The male and female goosanders could be different species; they look totally dissimilar, and have quite different life cycles. The males were brief visitors to the river; they would arrive in the winter or early spring, remaining only for the period of courtship and mating, and then they would be gone again, leaving the females to do all the work alone. The males seemed to just vanish from the river, and indeed from the whole country. For a long time it remained a mystery where they hid themselves all summer long, until they were finally discovered far, far away on the northern coasts of Norway, hiding out the moult in the deep fjords. They were much larger than the females, with big metallic-green heads and their bodies a white so pristine it was almost startling, like a shelduck out on an estuary amid the hordes of dun-coloured winter waders.
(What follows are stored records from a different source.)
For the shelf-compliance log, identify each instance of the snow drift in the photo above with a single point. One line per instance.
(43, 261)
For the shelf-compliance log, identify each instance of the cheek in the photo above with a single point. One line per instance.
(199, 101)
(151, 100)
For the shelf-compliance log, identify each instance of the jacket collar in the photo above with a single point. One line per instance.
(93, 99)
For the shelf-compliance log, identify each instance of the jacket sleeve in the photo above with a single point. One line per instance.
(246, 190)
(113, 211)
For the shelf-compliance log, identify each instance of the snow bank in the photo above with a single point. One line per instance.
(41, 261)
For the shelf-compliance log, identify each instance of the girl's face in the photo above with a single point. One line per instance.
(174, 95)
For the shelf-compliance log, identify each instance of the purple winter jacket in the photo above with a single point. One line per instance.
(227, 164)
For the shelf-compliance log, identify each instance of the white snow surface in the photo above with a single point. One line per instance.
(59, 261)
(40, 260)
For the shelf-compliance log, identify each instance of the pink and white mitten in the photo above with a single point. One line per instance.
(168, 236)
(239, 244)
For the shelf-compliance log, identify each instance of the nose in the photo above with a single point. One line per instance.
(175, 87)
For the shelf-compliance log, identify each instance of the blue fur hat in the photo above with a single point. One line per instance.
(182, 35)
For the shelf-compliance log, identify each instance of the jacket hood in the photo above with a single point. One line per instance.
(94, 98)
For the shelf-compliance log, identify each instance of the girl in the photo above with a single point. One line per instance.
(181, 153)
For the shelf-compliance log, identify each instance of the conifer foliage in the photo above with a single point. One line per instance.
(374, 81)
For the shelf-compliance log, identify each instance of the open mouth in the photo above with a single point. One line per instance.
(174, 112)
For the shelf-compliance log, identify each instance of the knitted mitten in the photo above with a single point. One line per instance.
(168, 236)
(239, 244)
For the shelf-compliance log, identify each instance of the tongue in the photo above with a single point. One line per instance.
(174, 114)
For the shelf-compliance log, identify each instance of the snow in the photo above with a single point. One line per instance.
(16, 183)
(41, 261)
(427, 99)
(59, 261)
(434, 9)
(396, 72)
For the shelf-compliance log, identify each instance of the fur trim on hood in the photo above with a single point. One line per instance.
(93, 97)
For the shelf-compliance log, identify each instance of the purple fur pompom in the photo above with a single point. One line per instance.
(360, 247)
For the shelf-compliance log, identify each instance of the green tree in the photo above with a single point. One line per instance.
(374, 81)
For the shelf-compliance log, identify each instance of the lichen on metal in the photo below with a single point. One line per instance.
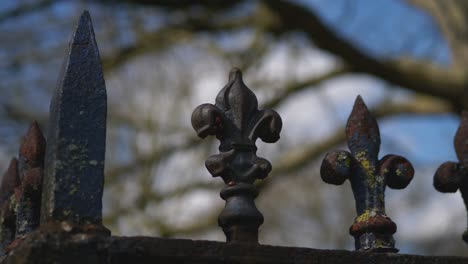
(453, 176)
(372, 229)
(10, 181)
(237, 123)
(74, 171)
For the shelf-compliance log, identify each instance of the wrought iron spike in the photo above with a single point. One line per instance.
(237, 123)
(10, 181)
(28, 194)
(453, 176)
(74, 170)
(372, 229)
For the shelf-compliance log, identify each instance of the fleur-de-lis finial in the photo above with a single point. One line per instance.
(453, 176)
(237, 123)
(372, 229)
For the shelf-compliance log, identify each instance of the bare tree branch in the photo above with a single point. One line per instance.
(419, 76)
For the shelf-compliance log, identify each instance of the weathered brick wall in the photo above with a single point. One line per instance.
(48, 247)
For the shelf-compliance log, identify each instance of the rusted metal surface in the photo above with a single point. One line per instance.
(10, 181)
(74, 171)
(453, 176)
(372, 229)
(235, 120)
(28, 194)
(70, 248)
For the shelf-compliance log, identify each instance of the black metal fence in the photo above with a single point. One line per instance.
(56, 183)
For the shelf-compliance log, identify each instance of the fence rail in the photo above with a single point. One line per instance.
(51, 194)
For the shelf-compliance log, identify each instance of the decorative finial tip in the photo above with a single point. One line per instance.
(235, 73)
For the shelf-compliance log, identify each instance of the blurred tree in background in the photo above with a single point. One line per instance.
(306, 59)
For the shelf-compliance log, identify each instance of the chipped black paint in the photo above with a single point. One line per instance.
(369, 176)
(74, 171)
(237, 123)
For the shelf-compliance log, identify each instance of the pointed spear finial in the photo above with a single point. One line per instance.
(28, 194)
(453, 176)
(74, 167)
(237, 123)
(372, 229)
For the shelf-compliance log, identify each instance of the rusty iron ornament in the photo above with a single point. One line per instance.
(20, 191)
(237, 123)
(372, 229)
(10, 182)
(453, 176)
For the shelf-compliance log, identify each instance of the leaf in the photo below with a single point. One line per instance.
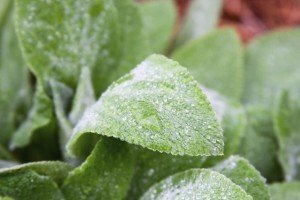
(65, 42)
(14, 90)
(39, 116)
(38, 180)
(62, 95)
(242, 173)
(201, 17)
(157, 28)
(216, 61)
(267, 60)
(106, 174)
(158, 105)
(29, 185)
(133, 47)
(196, 184)
(55, 169)
(232, 117)
(286, 122)
(285, 191)
(152, 167)
(259, 141)
(5, 164)
(84, 96)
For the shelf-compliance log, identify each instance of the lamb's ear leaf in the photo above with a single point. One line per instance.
(158, 105)
(267, 60)
(6, 164)
(232, 117)
(133, 36)
(84, 96)
(14, 78)
(287, 126)
(106, 173)
(242, 173)
(38, 180)
(63, 42)
(285, 191)
(57, 170)
(40, 115)
(260, 140)
(158, 29)
(201, 17)
(29, 185)
(196, 184)
(152, 167)
(62, 95)
(216, 61)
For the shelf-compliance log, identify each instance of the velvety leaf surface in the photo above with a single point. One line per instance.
(38, 180)
(158, 28)
(84, 96)
(14, 90)
(55, 169)
(65, 42)
(39, 116)
(260, 140)
(287, 125)
(285, 191)
(216, 61)
(201, 18)
(196, 184)
(268, 59)
(232, 117)
(152, 167)
(242, 173)
(29, 185)
(158, 105)
(106, 174)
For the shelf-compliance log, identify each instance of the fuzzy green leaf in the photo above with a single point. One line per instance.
(83, 97)
(268, 59)
(157, 28)
(38, 180)
(64, 42)
(285, 191)
(201, 17)
(39, 116)
(287, 125)
(260, 140)
(232, 117)
(158, 105)
(14, 79)
(152, 167)
(216, 61)
(106, 174)
(196, 184)
(242, 173)
(29, 185)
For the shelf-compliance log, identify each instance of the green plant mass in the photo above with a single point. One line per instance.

The little redheads, as the females are known, are much more finely built, their heads rufous and shaggy-crested, their bodies a delicate grey rather than white. They are shy birds, and would hear me coming along the riverbank and flush long before the mallards, flying fast on whistling wings. But once their eggs had hatched in their hidden tree-hole nests, the young would leave almost at once and follow their mother to the river, and then of course they couldn’t flush without abandoning their young. The mother bird would be perpetually alert; as soon as she saw or heard me coming down the riverbank she would start swimming downstream repeatedly glancing back over her shoulder. The chicks would jump on to her back to hitch a free ride, or at least as many of them as could fit, for she would often have over ten chicks in tow. If she was not managing to increase the distance between me and her young she would suddenly switch to a new gear, flapping her wings and running through the water, churning up the river behind her like she had an outboard motor. And her brood of ducklings would race along behind her, trying to keep up, all leaving their own miniature wake in their trail, all vying to get a chance to hop up on to the safety of her back. Their tiny bodies would rise from the water as they ran, like miniature hovercraft.